High school receives $3.7M to build eight classrooms
Made for 1,100 students, St. Joseph's current enrolment is roughly 1,300
To address a growing student population, Windsor's St. Joseph's Catholic High School is getting $3.7 million from the provincial government to build eight additional classrooms.
Local MPP Andrew Dowie (PC — Windsor-tecumseh) visited the east Windsor school on Tuesday and joined members of the Windsor-essex Catholic District School Board to announce the provincial investment.
The funding is expected to create 184 new spaces for students at St. Joseph's Catholic High School by 2026.
The board's director of education, Emelda Byrne, described the additional spaces as “very welcome” considering the “accommodation pressures here at the school.”
St. Joseph's, built to replace the former high school of the same name, opened in 2006 and was originally built to accommodate 1,100 students. Total enrolment currently sits around 1,300 students.
Byrne said the issue of increasing enrolment is not exclusive to St. Joseph's Catholic High School; rather, it's a trend across the school board.
“We see that in Lakeshore, we see it here in East Riverside, with the whole expansion of the EV (electric vehicle battery) plant coming. We see it in South Windsor,” she said. “So in different pockets of the city and the county, we're seeing an expansion and growth in enrolment.”
Construction on a new residential subdivision is underway on adjacent lands next to St. Joseph's.
Dowie, representing the Ford government, said the planning process had taken so long that “the estimates on student population have not entirely been consistent with what the student population becomes.”
“So we need to have a better process that's faster, that's more nimble, that reflects the actual student population.”
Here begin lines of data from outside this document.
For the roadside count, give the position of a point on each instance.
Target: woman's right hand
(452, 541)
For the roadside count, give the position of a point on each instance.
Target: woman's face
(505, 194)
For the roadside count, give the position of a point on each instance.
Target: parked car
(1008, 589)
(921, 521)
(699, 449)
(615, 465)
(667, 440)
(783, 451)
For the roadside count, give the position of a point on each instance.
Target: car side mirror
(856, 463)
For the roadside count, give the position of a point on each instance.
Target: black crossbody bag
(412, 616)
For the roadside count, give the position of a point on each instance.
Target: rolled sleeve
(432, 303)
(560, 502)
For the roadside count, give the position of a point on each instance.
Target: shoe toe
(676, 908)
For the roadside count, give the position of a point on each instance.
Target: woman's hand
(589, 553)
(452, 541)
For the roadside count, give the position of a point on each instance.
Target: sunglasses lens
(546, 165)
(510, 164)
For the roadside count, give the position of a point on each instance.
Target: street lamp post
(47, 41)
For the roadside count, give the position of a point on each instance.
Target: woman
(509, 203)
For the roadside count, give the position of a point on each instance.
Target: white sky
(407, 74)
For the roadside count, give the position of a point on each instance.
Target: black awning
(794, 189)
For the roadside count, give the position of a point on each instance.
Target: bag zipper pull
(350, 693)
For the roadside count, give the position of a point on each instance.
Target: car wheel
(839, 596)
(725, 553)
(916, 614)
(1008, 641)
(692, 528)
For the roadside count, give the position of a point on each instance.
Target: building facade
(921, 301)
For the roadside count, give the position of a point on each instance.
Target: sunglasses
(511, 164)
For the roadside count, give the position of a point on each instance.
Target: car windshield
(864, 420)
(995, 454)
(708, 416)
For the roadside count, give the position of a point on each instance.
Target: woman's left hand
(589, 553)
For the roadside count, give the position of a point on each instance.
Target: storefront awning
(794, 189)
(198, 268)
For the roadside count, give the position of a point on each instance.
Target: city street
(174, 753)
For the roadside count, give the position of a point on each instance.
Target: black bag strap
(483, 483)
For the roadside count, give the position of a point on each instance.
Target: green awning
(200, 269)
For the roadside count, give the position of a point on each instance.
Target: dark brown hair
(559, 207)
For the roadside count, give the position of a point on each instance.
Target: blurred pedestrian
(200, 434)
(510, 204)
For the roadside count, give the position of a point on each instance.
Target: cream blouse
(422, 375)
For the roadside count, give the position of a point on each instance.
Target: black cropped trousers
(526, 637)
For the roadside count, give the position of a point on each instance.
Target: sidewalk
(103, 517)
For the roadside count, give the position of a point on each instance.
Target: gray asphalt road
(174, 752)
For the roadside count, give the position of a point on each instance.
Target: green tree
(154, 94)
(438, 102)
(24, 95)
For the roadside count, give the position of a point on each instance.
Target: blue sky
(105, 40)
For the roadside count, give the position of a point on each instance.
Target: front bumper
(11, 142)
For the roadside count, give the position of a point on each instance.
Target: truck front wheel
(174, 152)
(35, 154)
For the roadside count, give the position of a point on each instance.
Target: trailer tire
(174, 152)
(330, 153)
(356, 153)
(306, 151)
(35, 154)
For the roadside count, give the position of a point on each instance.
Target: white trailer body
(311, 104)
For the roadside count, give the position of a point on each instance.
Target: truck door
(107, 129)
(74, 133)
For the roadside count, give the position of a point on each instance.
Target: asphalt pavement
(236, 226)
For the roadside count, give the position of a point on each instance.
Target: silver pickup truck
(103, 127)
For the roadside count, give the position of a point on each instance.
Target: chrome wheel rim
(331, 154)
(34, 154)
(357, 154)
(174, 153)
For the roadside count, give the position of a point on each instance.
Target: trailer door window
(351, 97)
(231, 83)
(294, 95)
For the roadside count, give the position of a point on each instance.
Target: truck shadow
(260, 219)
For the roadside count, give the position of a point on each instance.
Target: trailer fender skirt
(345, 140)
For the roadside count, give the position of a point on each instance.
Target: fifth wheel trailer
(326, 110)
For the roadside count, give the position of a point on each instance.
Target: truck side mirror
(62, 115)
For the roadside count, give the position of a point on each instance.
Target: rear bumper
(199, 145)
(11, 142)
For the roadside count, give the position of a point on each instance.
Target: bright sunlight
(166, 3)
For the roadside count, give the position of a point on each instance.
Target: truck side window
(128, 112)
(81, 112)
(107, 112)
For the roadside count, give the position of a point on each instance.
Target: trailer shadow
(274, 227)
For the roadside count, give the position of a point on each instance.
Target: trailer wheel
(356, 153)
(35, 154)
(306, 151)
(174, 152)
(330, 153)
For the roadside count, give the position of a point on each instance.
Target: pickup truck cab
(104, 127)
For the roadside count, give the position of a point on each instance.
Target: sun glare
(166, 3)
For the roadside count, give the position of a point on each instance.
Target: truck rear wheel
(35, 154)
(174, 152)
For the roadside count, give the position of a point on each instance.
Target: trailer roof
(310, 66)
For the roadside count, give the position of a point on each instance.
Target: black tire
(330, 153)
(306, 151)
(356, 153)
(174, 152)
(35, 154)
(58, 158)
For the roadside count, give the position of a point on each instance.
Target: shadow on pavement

The project is part of the Ministry of Education's capital priorities program, a $1.3-billion plan announced by Education Minister Stephen Lecce last December, that will support school construction, repairs and expansions in the coming academic year.
The investment will help create more than 27,000 student spaces and 1,700 licensed childcare spaces at schools across Ontario.
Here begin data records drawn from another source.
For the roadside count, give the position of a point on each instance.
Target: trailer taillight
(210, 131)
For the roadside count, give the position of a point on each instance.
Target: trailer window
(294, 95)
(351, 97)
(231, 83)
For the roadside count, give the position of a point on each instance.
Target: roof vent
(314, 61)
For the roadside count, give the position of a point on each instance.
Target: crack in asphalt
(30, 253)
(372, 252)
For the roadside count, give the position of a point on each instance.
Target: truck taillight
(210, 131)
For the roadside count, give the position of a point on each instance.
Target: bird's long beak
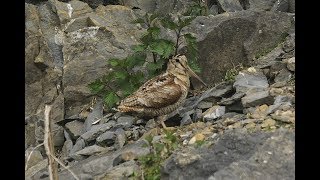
(195, 75)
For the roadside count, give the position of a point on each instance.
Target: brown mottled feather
(158, 92)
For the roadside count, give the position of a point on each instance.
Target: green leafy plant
(232, 73)
(197, 8)
(122, 80)
(159, 151)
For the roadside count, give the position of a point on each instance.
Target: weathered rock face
(87, 49)
(222, 46)
(237, 155)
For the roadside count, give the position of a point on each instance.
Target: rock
(68, 11)
(246, 81)
(230, 6)
(196, 138)
(151, 124)
(66, 148)
(32, 157)
(204, 105)
(291, 64)
(79, 145)
(257, 98)
(91, 150)
(106, 139)
(213, 113)
(277, 151)
(96, 114)
(96, 131)
(75, 129)
(86, 51)
(214, 10)
(284, 116)
(215, 57)
(120, 138)
(236, 155)
(235, 97)
(122, 171)
(260, 112)
(186, 119)
(97, 165)
(32, 171)
(283, 77)
(125, 121)
(268, 123)
(265, 5)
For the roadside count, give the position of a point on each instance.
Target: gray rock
(234, 156)
(276, 151)
(91, 150)
(74, 129)
(86, 51)
(204, 105)
(79, 145)
(216, 92)
(214, 10)
(197, 115)
(257, 98)
(125, 121)
(291, 64)
(96, 114)
(151, 124)
(98, 165)
(70, 10)
(235, 97)
(214, 113)
(106, 139)
(215, 57)
(186, 119)
(246, 81)
(32, 157)
(230, 5)
(40, 166)
(122, 171)
(283, 77)
(66, 149)
(96, 131)
(120, 137)
(281, 5)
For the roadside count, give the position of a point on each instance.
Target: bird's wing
(158, 92)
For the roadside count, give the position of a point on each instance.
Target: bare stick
(48, 144)
(29, 156)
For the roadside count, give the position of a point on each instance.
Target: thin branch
(48, 144)
(29, 156)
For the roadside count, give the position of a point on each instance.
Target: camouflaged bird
(162, 94)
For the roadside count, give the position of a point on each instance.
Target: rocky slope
(242, 128)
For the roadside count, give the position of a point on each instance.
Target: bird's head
(178, 65)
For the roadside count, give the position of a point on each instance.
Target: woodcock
(162, 94)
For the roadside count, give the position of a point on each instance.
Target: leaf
(168, 23)
(113, 62)
(138, 48)
(96, 86)
(136, 59)
(121, 74)
(154, 31)
(162, 47)
(111, 99)
(139, 20)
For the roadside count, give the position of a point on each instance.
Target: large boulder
(109, 33)
(237, 155)
(234, 38)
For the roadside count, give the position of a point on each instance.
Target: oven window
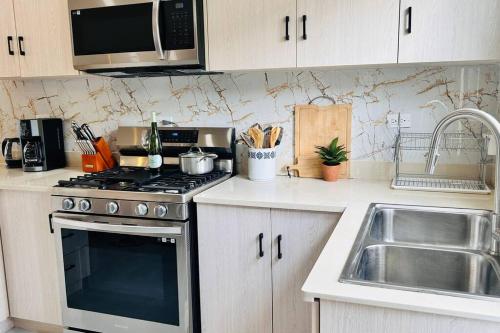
(114, 29)
(122, 275)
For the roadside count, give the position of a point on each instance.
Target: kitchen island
(352, 199)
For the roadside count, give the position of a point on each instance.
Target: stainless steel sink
(425, 249)
(467, 229)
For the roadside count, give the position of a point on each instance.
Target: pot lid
(196, 152)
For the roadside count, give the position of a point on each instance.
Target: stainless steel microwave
(137, 37)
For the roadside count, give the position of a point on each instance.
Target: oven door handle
(156, 29)
(117, 228)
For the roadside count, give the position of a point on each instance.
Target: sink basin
(444, 227)
(425, 268)
(425, 249)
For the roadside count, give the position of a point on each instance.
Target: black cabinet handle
(20, 40)
(68, 236)
(70, 267)
(261, 251)
(304, 32)
(408, 17)
(9, 44)
(51, 227)
(287, 22)
(280, 255)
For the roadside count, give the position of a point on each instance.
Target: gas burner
(141, 180)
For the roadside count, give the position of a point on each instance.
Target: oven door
(123, 275)
(133, 33)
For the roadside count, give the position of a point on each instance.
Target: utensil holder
(262, 164)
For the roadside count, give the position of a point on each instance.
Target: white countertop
(16, 179)
(352, 197)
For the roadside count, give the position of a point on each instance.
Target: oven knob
(112, 207)
(141, 210)
(84, 205)
(68, 204)
(161, 211)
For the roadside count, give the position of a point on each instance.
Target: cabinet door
(449, 30)
(30, 257)
(235, 280)
(44, 27)
(250, 34)
(347, 32)
(303, 236)
(9, 61)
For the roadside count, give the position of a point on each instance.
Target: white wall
(241, 99)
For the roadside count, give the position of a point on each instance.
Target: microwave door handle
(156, 29)
(117, 228)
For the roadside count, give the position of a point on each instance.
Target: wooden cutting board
(317, 126)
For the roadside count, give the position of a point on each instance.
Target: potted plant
(332, 157)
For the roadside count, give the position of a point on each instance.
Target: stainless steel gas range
(126, 238)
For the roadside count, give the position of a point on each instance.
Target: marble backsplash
(241, 99)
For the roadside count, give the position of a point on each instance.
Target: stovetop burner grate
(141, 180)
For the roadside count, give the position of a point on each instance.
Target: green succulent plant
(334, 154)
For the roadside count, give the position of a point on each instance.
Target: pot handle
(4, 143)
(195, 147)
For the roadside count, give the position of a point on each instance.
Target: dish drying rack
(449, 142)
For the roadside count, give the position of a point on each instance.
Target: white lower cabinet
(30, 257)
(253, 262)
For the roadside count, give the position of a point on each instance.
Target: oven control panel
(124, 208)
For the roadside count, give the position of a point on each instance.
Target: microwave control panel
(179, 18)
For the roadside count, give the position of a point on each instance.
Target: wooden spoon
(275, 133)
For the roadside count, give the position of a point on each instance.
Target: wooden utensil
(275, 133)
(257, 135)
(317, 126)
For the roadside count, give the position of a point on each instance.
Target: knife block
(93, 163)
(102, 148)
(102, 160)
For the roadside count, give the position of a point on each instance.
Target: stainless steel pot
(196, 162)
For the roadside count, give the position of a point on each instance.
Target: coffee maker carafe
(11, 151)
(42, 144)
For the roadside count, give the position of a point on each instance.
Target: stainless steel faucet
(494, 126)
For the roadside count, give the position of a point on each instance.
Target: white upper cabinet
(45, 45)
(9, 62)
(449, 30)
(347, 32)
(251, 34)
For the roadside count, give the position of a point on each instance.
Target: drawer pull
(280, 254)
(9, 44)
(261, 251)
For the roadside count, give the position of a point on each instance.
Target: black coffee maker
(11, 151)
(42, 141)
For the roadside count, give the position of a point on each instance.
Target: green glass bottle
(154, 149)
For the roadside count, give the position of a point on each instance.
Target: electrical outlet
(393, 120)
(405, 120)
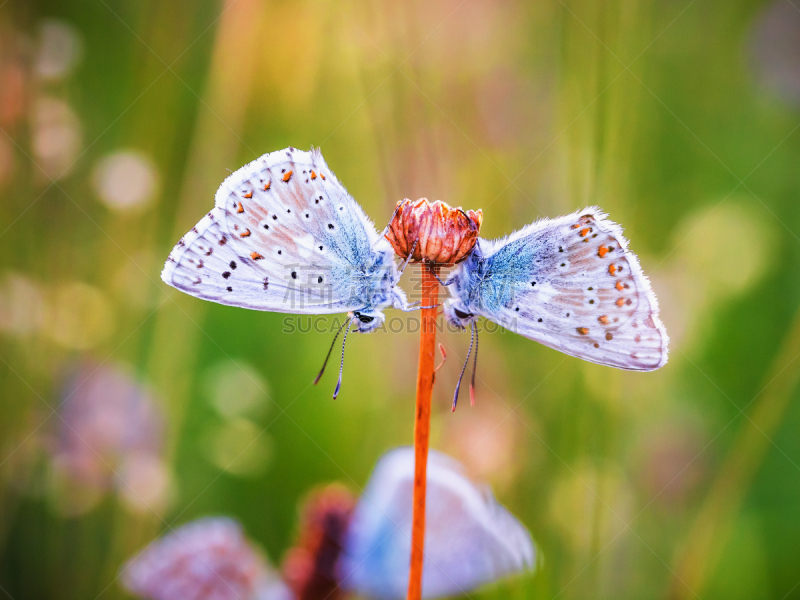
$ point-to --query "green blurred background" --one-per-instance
(121, 117)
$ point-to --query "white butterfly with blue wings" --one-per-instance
(569, 283)
(285, 236)
(470, 539)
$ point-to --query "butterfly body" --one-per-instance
(569, 283)
(285, 236)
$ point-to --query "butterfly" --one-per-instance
(569, 283)
(470, 538)
(285, 236)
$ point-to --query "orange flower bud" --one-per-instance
(444, 235)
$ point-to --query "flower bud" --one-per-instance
(444, 235)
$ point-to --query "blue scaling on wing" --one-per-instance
(569, 283)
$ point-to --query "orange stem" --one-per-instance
(422, 427)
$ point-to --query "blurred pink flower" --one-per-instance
(106, 418)
(209, 559)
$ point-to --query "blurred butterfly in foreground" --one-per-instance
(285, 236)
(569, 283)
(346, 549)
(470, 540)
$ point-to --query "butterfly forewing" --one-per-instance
(572, 284)
(285, 236)
(470, 539)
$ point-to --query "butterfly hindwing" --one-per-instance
(300, 243)
(572, 284)
(202, 265)
(470, 538)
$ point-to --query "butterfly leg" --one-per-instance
(441, 364)
(405, 262)
(435, 274)
(416, 306)
(474, 327)
(389, 224)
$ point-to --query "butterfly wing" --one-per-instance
(284, 236)
(470, 538)
(571, 284)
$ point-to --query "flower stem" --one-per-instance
(422, 425)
“I'm delighted to put in a great word for all of our local school boards and for the students for our community who need better facilities,” said Dowie. “We have legacy schools that may not meet the quality of education that we expect today.
“So I'm going to keep on pushing more and more, and as long as I'm there, to ensure that we have facilities that are high-quality learning environments that allow our students to have the best skills opportunities that they can obtain.”
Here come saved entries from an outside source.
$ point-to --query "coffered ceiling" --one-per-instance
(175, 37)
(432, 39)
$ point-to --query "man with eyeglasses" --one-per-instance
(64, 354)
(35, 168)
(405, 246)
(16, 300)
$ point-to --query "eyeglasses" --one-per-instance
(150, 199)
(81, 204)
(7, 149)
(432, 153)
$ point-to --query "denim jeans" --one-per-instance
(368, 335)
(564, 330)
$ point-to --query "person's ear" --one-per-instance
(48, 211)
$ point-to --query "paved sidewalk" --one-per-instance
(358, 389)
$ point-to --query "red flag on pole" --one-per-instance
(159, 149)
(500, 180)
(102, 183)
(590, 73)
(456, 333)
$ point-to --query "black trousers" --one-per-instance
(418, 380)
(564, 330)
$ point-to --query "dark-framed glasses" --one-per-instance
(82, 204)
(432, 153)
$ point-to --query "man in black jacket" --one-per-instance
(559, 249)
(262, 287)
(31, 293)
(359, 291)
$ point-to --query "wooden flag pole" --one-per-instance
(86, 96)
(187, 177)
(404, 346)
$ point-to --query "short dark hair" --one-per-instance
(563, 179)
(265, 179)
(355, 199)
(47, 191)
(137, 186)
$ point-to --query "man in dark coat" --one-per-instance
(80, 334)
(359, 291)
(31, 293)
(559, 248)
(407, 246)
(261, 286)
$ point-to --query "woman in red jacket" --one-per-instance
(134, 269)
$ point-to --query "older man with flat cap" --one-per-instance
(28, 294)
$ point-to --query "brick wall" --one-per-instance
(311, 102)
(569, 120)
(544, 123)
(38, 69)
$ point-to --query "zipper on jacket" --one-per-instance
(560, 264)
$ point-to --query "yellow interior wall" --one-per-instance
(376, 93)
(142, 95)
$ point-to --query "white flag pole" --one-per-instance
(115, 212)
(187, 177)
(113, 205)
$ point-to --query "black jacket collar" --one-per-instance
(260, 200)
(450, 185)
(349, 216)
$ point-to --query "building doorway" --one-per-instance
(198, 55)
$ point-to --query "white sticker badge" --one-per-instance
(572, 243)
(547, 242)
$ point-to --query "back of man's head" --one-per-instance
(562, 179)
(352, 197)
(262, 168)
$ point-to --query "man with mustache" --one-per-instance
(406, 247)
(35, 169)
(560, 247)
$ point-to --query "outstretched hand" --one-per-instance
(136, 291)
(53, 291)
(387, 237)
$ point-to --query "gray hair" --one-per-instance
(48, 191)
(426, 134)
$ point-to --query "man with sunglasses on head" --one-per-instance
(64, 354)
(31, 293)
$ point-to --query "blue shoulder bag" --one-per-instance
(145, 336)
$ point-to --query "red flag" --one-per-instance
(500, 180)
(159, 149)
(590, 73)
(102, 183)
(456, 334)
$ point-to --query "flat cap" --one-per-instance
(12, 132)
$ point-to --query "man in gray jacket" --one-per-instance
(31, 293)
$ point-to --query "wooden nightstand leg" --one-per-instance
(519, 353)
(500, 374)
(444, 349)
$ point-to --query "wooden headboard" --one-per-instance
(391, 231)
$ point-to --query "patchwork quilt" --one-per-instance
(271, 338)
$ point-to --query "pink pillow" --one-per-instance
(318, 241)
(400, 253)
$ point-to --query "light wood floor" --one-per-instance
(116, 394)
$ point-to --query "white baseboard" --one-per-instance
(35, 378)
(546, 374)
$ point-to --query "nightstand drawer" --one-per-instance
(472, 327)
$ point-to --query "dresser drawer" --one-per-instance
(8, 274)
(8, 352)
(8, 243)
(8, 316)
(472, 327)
Byrne said an architectural team and contractor will be selected next year, and anticipates groundbreaking on the northeast side of the building to begin by the summer of 2025.
She said the school board will use the current capital priority funding — which the high school applied for last October — but will also request additional support from the Ministry of Education if needed in the future.
Dowie said this funding announcement is the first in a series, with more to come. Tuesday's investment announcement is part of the province's broader pledge to allocate roughly $16 million toward schools in the coming decade.
“We have a lot more cheques to write as we receive the proposals and ultimately get the funds in place,” he said.
“I look forward to bringing as much of that home to the benefit of our students.”